A volte, la donazione di un immobile viene fatta con riserva di usufrutto. In questo caso, il donante mantiene il diritto a vivere nell’immobile donato o di darlo in affitto. Il donatario, quindi, ne acquista la semplice nuda proprietà, non potendo utilizzare il bene in questione fino a quando il donante è vivo.
Il problema principale della donazione si pone nel caso in cui questa abbia leso i diritti degli eredi legittimari (coniuge, figli e genitori), i quali hanno sempre diritto a una quota sul patrimonio del familiare (la cosiddetta quota di legittima). Pertanto, in un caso del genere, è possibile l’impugnazione della donazione da parte degli eredi legittimari. Questi hanno 10 anni dall’apertura della successione (ossia dalla data del decesso) per agire contro il donatario e 20 anni dalla donazione per riprendersi il bene donato nel caso in cui questo sia stato venduto a terzi. Ecco perché è sempre difficile vendere una casa proveniente da una donazione se, appunto, non sono decorsi i suddetti vent’anni (leggi Quanti anni devono passare per vendere una casa donata?).
Il problema della donazione è che, in linea di massima, è irrevocabile. Tuttavia, è possibile attuare una donazione con riserva di disporre, come prevista dall’articolo 790 del Codice civile. Secondo alcuni, la riserva di disporre non è che il mezzo per consentire al donante di rivedere l’assetto iniziale dei propri interessi. Si pensi al padre che dona un’azienda a uno dei propri figli, ritenendolo il più adatto alla gestione dell’attività e che invece questi, dopo qualche anno, si riveli del tutto inadeguato a tale compito. Ebbene, la riserva di disporre consentirebbe – anche se la legge non lo dice in modo espresso – che l’esercizio della riserva diviene lo strumento di controllo dei comportamenti del donatario.
Il patto di famiglia
Il patto di famiglia consente di pianificare il passaggio generazionale nell’ambito di aziende o società a conduzione familiare, nel rispetto degli interessi di tutti i legittimari non assegnatari (nonché dei collaboratori familiari o dei soci della società), prevedendo:
- l’obbligo da parte dell’assegnatario di liquidare le quote di legittima agli eredi non assegnatari;
- l’esclusione dell’azione di collazione e di riduzione sui beni oggetto del patto.

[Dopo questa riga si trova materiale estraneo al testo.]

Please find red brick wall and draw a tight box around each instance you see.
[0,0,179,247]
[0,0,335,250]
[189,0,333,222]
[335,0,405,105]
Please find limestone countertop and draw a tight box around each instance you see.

Il patto di famiglia è un contratto – a titolo gratuito (che non prevede cioè un corrispettivo) – con il quale il titolare di un’impresa trasferisce, in tutto o in parte, l’azienda o la quota di partecipazione a uno o più dei suoi discendenti («assegnatari»).
Gli assegnatari devono liquidare i partecipanti non assegnatari (a meno che questi non vi rinuncino) pagando un importo (in denaro o in natura) corrispondente al valore delle quote di legittima loro spettanti.
Il contratto deve essere concluso per atto notarile, a pena di nullità.
Nella pratica, è uno strumento poco utilizzato in quanto può creare problemi soprattutto nelle famiglie allargate, con figli nati nel primo e nel secondo matrimonio; inoltre, può risultare oneroso in quanto, come detto, obbliga l’assegnatario a liquidare anticipatamente le quote di legittima agli altri legittimari.
Il prestito vitalizio ipotecario
Il prestito vitalizio ipotecario è una forma di finanziamento introdotta in tempi piuttosto recenti, che consente alle persone che abbiano compiuto 60 anni di ottenere la liquidità di cui hanno bisogno, dando in garanzia la propria casa a una banca e concedendo sulla stessa un’ipoteca. In cambio, l’istituto di credito concede un finanziamento a lungo termine. L’interessato (e questa è una delle caratteristiche del prestito vitalizio ipotecario) non dovrà rimborsare le rate: il debito si estingue alla morte del richiedente con la vendita della casa oppure con il saldo da parte degli eredi se decidono di restare proprietari dell’immobile.
Il prestito vitalizio ipotecario conviene a chi ha un patrimonio immobiliare ingente ed ha bisogno di liquidità.